Is it placing too much on this one song to suggest that this is where the pop as more than flyaway get-rich-quick studio concoction revolution began? Well, strictly there's quite a bit of studio work on it, not least from Neneh Cherry and Massive Attack (Blue Lines) production guru Cameron McVey, but the record emerged at a time when pop as a concept had been compartmentalised and ground down by the likes of A1 and Steps - primary coloured thrills for the kids, because anyone over that age will be listening to Travis. Added to that, they were a girl group, and such was the influx of post-Spice Girls girl groups that it was well established that PRs and journalists weren't so much as listening to demos from 'bubbly' groups of girls wanting to be the next Made In London or Thunderbugs.
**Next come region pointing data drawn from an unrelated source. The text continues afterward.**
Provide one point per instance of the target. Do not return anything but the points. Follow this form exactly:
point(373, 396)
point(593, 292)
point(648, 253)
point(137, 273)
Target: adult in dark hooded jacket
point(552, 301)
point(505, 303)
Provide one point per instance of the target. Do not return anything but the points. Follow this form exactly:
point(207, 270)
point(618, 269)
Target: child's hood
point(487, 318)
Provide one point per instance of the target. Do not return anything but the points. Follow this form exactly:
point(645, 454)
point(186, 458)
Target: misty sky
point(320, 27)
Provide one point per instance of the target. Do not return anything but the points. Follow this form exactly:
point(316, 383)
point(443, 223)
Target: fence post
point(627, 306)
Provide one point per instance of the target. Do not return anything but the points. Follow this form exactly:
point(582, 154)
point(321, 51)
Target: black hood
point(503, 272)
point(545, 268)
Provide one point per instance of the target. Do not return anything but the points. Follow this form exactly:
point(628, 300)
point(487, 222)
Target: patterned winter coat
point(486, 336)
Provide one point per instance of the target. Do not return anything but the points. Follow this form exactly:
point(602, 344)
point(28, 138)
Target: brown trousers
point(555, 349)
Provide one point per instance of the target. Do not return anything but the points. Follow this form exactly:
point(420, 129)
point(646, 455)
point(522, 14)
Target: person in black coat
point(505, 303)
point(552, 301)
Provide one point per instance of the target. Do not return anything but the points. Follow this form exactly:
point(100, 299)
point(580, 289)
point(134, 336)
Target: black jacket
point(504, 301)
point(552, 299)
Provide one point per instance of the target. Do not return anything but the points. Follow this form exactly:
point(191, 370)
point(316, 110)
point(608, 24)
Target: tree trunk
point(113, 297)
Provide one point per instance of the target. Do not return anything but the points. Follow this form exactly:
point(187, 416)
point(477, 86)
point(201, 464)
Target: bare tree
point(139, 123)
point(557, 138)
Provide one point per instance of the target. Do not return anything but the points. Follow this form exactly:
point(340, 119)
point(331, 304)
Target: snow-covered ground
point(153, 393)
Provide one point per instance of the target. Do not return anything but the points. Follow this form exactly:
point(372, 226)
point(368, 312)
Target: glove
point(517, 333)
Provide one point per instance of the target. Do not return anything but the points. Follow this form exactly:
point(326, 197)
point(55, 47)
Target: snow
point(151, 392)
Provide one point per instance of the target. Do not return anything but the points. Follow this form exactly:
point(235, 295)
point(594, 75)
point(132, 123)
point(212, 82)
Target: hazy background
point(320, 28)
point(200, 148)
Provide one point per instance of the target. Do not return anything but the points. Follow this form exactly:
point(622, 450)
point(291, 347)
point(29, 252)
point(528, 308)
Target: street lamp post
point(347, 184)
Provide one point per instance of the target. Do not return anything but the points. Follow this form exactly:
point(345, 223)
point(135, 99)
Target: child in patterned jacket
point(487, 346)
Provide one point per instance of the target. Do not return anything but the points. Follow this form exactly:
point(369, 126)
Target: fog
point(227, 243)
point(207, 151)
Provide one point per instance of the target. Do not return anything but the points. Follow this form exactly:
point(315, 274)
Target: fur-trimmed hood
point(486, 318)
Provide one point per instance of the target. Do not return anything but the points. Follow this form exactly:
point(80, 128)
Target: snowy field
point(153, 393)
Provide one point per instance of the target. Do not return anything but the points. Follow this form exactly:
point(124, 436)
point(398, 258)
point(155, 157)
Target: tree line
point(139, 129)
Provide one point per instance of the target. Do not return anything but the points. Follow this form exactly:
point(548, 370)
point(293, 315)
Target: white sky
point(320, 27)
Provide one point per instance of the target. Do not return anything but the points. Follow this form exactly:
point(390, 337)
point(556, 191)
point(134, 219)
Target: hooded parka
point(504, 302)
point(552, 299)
As such the London label reputedly sent promos out with no biographical information or pictures at all.
If you're doing that, you have to think the song is going to stand on its own two feet. And, oh, it does. It's not difficult to plot a line from the shuffling, shifting beat that coupled with the four note repeated bassline is too slippery and underground clubby for R&B as it was known then, breakdowns and surf guitar solo to Girls Aloud's Sound Of The Underground. For all the vocal attempts at modern girly sweetness it's an oddly dark track, as if trying to mirror its "one way ticket to a madman situation" with some sort of 3am rave existentialism.
They re-recorded this for their Best Of. Fools.